Yet God did none of these things. Instead, Jesus is presented to the world among the very people who will carry his name into history. Those desperate enough, or optimistic enough, or naïve enough to listen to the words of a wild prophet clothed in animal skins. The people who live on the margins and slip through the cracks. And their reward for their faith, their reward for their trusting and their naïveté, is to hear the loving, powerful voice of God.

“This is my Son, the Beloved, with whom I am well pleased.” God’s words here are an echo of Isaiah 42, first Servant Song of Isaiah. Matthew will later quote much more of the chapter, the longest passage of Scripture quoted in the New Testament. This choice of language is another clue to all present that Jesus is not the kind of Messiah people were anticipating.

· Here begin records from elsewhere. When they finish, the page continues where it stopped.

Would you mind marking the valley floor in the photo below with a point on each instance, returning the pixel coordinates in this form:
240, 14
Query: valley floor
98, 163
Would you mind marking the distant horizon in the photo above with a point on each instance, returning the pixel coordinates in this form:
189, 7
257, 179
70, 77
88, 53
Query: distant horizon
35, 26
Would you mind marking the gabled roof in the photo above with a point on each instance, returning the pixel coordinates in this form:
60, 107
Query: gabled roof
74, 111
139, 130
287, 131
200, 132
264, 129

There are plenty of hymns of conquest, victory, and mighty kings in our Scriptures. Yet, in introducing Jesus to the world, God blesses Him with the words of Isaiah. A prophecy of a faithful servant, one who will bring forth justice, but will not do so with shouting or power, one who, in the words of Isaiah, will be so gentle that not even a single bruised blade of grass will be broken by his presence. A candle’s fire, sputtering and at the end of its life, will not be extinguished by his touch.

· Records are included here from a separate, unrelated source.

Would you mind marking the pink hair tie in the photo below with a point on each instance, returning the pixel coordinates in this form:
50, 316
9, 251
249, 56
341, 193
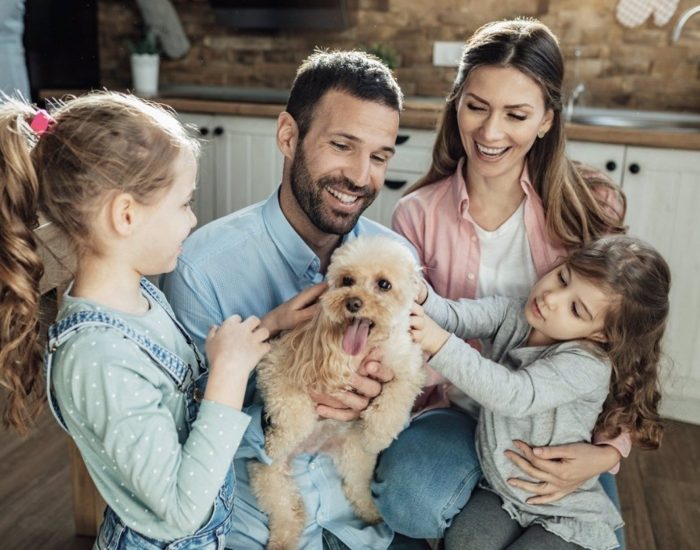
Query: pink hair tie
41, 122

John preached of a different kind of fire, one into which Jesus would toss those whom He found to be unworthy. Perhaps, on some level, this is the kind of Jesus – the kind of God – we all really expect. A God who will find us unworthy and punish us accordingly. A savior who will rescue only the truly worthy. That kind of fear has a place. It keeps us from the smug self-righteousness of the Pharisees. Hopefully it subdues in us the urge toward self-serving and self-blind judgementalism.

But there is much more to the promise of the Messiah. When Jesus actually arrives, the holy voice of God uses the words of Isaiah to tell us that Jesus, the bringer of peace and justice, will gently guard the bruised reeds of our hearts and the low, flickering flames of our souls.

Indeed, there is much bruising and much exhaustion among the children of God. It was the case then and it still true now. God knew, and after John had spoken his words of caution and repentance, God spoke to those who chose to stay; and in the proclamation of the arrival of the Son of God there was a word of comfort as well as hope for those who were willing to hear.

God knew, and knows, because God stood there among us at the river Jordan, as God stands with us in baptism. God cares because we are God’s children.

That was the part that John perhaps never fully understood. He objected to Jesus’ baptism because Jesus was the Son of God; and baptism was beneath Jesus because it made Him like us. What John did not understand is that likewise, by entering into the same waters, the same death, transformation, and rebirth as Jesus the Christ, we become like Him. We become, likewise, Children of God.

Of course, that doesn’t mean that everything is now easy or safe for us. Even the most casual study of the life of Christ makes it abundantly clear that being a child of God does not mean a life of privilege and entitlement, luxury and prosperity. If means difficult and surprising challenges, sometimes even suffering and loss – all, however, in the company of our elder brother in the faith, the firstborn of God’s children who only leads into the places He has gone.

And through it all, if we listen carefully, perhaps, we can hear again the words of Isaiah, spoken with the voice of God and proclaimed over our own baptisms: “These are my children, the ones I love, and I am very pleased with them.”